A 14 x 12 brood box usually contains far more stores than needed, requiring extra brood frames added in place of unused stores when brooding gets going well.
Only weighing at one end of the hive is dangerous territory. If all the stores from one end is used up, the next time the hive is weighed could be misleading.
As for transparent cover boards, they are simply not necessary and only encourage interfering with the cluster, in winter, by inexperienced beeks.
April is far too late for first inspections if the weather is good for the bees. I leave them alone over winter until mid/late February and then only to observe if brooding is occurring.

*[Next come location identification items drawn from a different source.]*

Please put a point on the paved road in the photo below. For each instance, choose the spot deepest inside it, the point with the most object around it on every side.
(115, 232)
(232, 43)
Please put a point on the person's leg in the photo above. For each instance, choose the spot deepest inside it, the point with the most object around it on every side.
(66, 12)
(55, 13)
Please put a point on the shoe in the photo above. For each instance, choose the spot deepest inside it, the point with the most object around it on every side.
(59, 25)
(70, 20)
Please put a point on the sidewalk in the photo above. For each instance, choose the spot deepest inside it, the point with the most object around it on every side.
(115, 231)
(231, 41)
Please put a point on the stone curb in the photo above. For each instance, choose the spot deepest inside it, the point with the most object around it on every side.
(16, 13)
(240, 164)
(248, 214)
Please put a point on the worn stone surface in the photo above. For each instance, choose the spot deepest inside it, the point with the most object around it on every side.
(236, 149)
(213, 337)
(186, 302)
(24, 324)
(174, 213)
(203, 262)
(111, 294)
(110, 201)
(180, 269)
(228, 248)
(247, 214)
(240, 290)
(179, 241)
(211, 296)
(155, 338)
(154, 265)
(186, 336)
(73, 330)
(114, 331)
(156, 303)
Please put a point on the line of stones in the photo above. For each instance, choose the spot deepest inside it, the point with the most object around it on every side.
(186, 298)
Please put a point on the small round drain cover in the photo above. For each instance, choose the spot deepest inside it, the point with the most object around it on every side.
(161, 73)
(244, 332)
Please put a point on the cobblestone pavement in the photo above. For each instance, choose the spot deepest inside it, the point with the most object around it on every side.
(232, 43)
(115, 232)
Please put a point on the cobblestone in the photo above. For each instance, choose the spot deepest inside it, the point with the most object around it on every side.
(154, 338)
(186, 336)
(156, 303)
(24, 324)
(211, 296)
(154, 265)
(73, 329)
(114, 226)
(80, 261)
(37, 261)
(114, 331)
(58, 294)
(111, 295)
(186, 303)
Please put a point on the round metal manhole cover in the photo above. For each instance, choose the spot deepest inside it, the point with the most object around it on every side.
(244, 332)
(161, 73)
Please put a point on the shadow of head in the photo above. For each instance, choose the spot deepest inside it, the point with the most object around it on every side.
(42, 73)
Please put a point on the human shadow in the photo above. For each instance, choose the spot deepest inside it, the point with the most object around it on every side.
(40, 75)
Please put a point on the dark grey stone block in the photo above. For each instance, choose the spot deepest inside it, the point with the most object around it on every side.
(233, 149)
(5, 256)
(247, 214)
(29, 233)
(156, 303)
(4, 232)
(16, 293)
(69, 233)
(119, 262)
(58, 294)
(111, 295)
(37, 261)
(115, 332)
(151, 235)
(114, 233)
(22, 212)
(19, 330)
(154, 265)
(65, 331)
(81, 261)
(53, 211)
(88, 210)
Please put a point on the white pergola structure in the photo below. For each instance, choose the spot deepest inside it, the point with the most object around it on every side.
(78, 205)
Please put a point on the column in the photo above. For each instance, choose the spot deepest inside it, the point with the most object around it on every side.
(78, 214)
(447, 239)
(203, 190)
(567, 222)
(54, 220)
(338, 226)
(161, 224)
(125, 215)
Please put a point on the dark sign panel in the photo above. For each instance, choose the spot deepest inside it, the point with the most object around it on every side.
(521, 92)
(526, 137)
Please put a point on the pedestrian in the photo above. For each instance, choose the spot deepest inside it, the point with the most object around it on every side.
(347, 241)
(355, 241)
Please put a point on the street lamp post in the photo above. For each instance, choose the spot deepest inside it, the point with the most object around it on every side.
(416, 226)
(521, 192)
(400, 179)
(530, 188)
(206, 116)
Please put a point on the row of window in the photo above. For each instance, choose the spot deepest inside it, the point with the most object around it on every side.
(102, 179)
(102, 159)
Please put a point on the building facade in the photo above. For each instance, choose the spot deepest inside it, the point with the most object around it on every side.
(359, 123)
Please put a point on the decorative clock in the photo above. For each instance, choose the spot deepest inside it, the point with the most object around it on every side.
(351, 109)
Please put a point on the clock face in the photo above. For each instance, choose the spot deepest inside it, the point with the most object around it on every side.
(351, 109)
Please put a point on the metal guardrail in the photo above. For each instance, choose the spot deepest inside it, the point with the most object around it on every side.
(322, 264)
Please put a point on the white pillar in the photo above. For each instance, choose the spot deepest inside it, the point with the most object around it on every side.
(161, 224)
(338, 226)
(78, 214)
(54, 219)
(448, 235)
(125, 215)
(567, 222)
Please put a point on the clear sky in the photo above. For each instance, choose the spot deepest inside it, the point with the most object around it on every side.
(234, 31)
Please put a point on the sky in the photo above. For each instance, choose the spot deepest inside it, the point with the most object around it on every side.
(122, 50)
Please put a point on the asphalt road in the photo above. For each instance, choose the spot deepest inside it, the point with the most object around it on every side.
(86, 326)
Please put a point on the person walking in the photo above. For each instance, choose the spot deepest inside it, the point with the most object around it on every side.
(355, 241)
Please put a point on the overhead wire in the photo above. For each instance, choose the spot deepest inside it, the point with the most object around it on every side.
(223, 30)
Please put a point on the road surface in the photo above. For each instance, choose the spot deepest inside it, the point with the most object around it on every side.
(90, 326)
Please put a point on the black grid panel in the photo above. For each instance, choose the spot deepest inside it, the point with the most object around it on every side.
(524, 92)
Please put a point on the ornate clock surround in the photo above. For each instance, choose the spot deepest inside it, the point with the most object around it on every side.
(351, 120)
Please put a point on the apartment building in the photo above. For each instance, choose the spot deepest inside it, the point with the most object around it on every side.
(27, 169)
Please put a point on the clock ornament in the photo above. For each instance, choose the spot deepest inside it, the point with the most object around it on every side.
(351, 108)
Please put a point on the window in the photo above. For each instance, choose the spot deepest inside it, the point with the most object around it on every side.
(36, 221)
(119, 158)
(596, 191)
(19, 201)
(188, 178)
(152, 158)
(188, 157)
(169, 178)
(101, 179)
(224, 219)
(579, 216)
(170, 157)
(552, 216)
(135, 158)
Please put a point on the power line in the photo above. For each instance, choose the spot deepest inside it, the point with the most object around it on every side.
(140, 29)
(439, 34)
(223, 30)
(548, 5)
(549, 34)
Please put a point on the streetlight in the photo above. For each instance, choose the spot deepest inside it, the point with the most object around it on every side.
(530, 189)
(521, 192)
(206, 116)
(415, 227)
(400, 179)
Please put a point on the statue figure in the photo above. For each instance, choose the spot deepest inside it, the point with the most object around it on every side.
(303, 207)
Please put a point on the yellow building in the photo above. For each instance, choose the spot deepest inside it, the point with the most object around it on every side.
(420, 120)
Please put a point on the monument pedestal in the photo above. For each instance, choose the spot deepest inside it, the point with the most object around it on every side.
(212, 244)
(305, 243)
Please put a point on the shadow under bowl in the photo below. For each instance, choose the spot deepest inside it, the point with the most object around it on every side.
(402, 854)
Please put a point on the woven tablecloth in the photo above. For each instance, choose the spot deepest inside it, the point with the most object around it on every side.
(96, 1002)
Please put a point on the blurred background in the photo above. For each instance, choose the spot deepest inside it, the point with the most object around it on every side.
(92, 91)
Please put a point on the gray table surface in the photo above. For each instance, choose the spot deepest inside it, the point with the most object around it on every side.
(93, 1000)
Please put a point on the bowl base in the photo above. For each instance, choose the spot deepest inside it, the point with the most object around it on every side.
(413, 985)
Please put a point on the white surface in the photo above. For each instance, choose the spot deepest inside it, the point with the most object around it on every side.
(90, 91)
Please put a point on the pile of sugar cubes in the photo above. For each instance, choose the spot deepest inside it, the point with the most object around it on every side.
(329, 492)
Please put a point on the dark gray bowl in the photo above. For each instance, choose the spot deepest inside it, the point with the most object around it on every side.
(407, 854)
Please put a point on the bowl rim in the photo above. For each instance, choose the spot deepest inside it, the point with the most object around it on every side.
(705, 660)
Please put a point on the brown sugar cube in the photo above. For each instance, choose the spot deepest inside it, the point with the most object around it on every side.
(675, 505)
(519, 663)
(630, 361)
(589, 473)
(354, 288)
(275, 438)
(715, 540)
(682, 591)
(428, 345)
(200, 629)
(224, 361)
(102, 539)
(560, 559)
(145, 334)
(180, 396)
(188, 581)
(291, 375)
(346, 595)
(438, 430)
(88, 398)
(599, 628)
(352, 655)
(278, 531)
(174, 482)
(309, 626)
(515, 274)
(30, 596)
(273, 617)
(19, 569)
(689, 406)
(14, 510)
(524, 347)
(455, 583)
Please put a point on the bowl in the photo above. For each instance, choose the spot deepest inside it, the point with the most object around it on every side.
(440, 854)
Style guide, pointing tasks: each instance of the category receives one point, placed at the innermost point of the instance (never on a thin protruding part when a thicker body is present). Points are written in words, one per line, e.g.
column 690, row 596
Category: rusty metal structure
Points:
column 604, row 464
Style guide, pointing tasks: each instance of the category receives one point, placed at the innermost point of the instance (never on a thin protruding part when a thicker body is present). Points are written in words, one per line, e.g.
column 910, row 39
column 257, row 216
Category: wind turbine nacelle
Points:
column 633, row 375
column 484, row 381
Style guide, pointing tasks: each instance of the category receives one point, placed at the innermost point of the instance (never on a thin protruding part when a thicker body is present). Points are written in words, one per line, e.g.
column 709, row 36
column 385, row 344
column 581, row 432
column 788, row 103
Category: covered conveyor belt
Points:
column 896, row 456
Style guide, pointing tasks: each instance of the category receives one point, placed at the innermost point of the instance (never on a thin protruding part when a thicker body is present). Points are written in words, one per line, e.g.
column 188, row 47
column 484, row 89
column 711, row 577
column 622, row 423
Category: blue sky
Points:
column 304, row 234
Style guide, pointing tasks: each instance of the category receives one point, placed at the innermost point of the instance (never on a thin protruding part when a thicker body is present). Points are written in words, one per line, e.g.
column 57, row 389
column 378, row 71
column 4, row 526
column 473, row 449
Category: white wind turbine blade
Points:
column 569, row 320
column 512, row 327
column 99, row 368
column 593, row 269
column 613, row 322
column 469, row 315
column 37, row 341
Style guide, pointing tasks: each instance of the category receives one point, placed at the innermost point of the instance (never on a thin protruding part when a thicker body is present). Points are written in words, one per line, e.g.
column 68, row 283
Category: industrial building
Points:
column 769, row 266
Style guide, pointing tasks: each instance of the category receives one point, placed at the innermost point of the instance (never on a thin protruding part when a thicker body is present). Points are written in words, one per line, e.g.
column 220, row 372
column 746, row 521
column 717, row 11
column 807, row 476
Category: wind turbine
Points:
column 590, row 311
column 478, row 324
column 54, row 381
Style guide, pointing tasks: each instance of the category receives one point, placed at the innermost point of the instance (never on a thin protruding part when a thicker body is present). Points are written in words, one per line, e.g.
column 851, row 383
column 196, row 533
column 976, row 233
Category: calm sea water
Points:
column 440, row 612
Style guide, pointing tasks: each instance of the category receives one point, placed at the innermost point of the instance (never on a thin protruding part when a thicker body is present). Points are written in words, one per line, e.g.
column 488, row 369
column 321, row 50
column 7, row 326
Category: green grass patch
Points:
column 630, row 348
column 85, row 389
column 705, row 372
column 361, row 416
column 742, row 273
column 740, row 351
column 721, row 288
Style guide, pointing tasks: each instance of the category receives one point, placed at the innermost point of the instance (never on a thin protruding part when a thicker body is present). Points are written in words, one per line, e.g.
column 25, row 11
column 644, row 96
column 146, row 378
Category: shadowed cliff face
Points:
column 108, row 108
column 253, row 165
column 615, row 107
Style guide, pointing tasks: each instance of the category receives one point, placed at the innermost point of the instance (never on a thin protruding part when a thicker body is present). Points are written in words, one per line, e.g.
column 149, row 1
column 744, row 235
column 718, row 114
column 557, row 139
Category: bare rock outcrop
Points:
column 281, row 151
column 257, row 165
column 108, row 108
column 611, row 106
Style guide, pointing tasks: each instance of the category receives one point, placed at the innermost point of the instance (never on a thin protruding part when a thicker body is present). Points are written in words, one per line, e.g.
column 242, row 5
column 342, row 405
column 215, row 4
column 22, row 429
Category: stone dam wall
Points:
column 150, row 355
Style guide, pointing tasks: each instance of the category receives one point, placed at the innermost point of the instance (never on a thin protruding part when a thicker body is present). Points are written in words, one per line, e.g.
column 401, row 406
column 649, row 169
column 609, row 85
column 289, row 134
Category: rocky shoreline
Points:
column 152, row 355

When I used to encourage early brooding to be ready for the earliest OSR, the bees were fed with 1:1 at this time, reducing to almost water if stores were plentiful. There is no hard and fast rules as it all depends on the beekeeper’s observational and skills. Once accelerated, the bees must be kept well fed to maintain the heavy brooding and expanding hive population.
Isolation starvation is a problem if the cluster moves away from stores and is then separated from those stores by a cold snap. Following where the cluster is located, and moving, during the winter is easy enough without opening the hive, for those with only a few colonies.
Beekeeping does not stop during the winter - it just needs observations of weather, bee activity, stores, etc. No need to keep disturbing them during their time of slumber.
Polyhives are easier to manage in the winter, I have found. Simply because they do not consume as much stores while clustered.